InGaAs Nanowire Transistors Outstrip Silicon
Researchers have developed a novel, vertical transistor that outperforms typical MOSFETs. Compound Semiconductor talks to the Japanese team behind the device that promises to deliver smaller, faster electronics.
Japan-based researchers have fabricated a vertical transistor, comprising III-V nanowires stacked on a silicon substrate. The device performs better than conventional planar MOSFETs and looks set to deliver the scaled-down electronics of the future.
Over the past decades, conventional microelectronics have become smaller and smaller as chip designers race to cram more transistors onto the silicon chip. However, as transistors continue to shrink, performance problems have surfaced and the devices are no longer the clean on-off switches they once were.
With the distance between a transistor's source and drain down to mere nanometres, current leakage between the two terminals is a massive problem. To plug the leak, researchers have raised the transistor's channel, source and drain out of the substrate, devising three-dimensional multi-gate transistors, such as the FinFET, with vertical architectures.
But while the likes of Intel and IBM integrate the latest silicon architectures into devices, researchers now hope to fabricate structures from compound semiconductors to boost performance even more.
The Japan-based Research Center for Integrated Quantum Electronics, Hokkaido University, is home to one such group. Here, Katushiro Tomioka, and colleagues, have spent several years trying to integrate vertically aligned InGaAs nanowires onto silicon. In 2009, they unveiled a technique to selectively grow GaAs nano-wires on silicon, and have recently fabricated high performance vertical transistors, based on a novel surrounding-gate architecture.
Here the actual transistor gate is wrapped around vertically-aligned InGaAs nano-wires, to better resist short channel effects, such as leakage. And this, asserts Tomioka, is where the future of transistors lies.
“The gate-architecture in mature Si-CMOS technologies has already changed from planar to Fin-gate, and sooner or later will move onto the surrounding gate architecture," he says. “Silicon channels will be replaced by InGaAs and Ge channels... and as Intel has suggested, heterogeneous integration of group III-V materials will become the basis of lower power and high speed CMOS."
To fabricate the vertical transistors, the researchers first grew an array of ten InGaAs nanowires on a silicon substrate. They heat-treated the substrate in an arsine atmosphere to replace the outermost silicon atoms with arsenide atoms, ready for nanowire growth. A silicon dioxide film was deposited onto the substrate surface with circular openings then formed on the film, using electron-beam lithography and wet chemical etching.
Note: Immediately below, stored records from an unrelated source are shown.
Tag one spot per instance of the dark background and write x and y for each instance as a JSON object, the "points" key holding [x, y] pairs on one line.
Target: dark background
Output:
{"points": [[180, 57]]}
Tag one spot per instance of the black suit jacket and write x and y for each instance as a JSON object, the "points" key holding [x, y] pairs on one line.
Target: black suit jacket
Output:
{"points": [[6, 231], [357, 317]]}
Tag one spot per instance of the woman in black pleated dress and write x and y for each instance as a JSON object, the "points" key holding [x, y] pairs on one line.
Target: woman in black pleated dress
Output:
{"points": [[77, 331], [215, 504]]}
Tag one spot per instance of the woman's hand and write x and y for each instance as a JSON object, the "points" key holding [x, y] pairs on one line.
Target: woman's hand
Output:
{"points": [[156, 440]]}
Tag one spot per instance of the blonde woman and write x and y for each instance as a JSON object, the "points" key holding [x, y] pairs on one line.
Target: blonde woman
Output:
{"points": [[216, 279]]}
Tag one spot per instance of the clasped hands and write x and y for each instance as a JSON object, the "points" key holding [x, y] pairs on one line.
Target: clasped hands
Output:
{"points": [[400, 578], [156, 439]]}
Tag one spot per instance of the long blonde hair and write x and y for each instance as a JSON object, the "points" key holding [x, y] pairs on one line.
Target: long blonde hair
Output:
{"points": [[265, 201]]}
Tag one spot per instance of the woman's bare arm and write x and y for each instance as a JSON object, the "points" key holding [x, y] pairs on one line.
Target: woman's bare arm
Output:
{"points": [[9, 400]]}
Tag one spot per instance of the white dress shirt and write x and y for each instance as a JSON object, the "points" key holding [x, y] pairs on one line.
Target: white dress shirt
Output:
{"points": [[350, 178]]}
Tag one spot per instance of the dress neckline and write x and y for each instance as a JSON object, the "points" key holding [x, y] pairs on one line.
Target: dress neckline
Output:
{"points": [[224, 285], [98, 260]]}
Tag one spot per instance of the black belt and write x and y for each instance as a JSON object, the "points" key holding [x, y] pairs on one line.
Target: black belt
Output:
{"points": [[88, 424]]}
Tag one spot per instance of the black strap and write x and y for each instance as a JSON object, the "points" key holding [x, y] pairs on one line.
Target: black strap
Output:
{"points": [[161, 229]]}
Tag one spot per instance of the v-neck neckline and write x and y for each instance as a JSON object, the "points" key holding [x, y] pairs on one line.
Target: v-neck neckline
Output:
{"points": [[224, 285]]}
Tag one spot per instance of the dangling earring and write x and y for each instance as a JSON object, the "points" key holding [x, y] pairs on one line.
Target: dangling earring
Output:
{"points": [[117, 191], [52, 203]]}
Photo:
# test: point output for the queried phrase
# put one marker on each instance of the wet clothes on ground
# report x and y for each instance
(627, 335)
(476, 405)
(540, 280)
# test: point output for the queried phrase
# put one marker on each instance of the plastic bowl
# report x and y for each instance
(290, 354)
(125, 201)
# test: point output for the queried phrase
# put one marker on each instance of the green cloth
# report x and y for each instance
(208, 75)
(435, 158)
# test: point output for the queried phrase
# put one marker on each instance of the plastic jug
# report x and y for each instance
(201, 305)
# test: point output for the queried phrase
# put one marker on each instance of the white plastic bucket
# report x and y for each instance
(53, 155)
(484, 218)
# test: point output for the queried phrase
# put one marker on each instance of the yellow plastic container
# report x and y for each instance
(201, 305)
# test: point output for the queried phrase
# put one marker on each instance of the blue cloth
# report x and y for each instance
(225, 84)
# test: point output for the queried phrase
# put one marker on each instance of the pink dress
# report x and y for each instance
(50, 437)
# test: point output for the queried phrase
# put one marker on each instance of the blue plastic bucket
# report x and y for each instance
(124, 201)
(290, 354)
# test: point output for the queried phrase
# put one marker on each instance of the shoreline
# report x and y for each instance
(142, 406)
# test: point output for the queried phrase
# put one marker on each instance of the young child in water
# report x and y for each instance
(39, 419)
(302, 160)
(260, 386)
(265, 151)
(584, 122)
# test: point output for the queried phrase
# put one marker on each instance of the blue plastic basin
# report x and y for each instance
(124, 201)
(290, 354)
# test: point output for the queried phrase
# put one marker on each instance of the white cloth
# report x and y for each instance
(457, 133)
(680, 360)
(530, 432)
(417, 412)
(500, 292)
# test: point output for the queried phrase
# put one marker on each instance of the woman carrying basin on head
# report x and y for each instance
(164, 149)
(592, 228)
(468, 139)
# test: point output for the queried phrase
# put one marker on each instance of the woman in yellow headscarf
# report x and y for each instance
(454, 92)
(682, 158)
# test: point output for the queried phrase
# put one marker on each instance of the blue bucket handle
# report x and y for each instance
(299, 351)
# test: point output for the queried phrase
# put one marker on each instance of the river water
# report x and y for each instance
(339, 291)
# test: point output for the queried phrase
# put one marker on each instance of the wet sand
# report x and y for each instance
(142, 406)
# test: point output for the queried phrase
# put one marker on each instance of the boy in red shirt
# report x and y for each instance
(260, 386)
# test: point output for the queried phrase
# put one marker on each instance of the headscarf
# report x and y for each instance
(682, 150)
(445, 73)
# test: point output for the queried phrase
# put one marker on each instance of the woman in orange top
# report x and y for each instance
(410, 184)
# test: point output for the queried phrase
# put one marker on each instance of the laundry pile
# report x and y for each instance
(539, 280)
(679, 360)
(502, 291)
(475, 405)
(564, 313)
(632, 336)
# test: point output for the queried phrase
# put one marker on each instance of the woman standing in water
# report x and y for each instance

Nano-wires were grown onto the openings, via metal-organic vapour phase epitaxy.
“So far, nano-wires have been grown by a vapour-liquid-solid method, but this cannot control their position," explains Tomioka. “We've used selective area growth, with position-defined masks... to align and integrate the nanowires onto the substrates."
Each nanowires was then coated with a hafnium oxide-based film and sputtered with tungsten metal to form the gate. By spin-coating the nanowires with a benzocyclobutene polymer (BCB), and using reactive ion etching to etch back the BCB, tungsten gates and hafnium-based film the researchers isolated the gate and drain regions. Lastly, a metal drain and source were deposited onto either end of the structure to form the transistor.
Crucially, the fabrication process reduced the lattice mismatches between the silicon substrate and InGaAs nanowires, that can lead to crystallographic defects and degrade device performance. And while switching characteristics beat those of previously-built nanowire surrounding gate transistors, the researchers knew the device would have to perform better to satisfy the demands of next-generation electronics.
With this in mind, they went on to fabricate a similar device, but this time using “core-multishell nanowires", in which layers of InP, InAlAs and InGaAs are grown around an InGaAs core. The results have been startling.
Not only does this transistor have a greatly increased on-state current and transconductance, compared to the original InGaAs-on silicon device, but device performance is better than that of your typical MOSFET. Having obtained these extremely high performances, the researchers now intend to fabricate a p-type field-effect-transistor using the same nanowires.
“Our research will be a milestone in the history of semiconductor applications," concludes Tomioka. “These devices will have the performance necessary for use in future silicon transistor technology."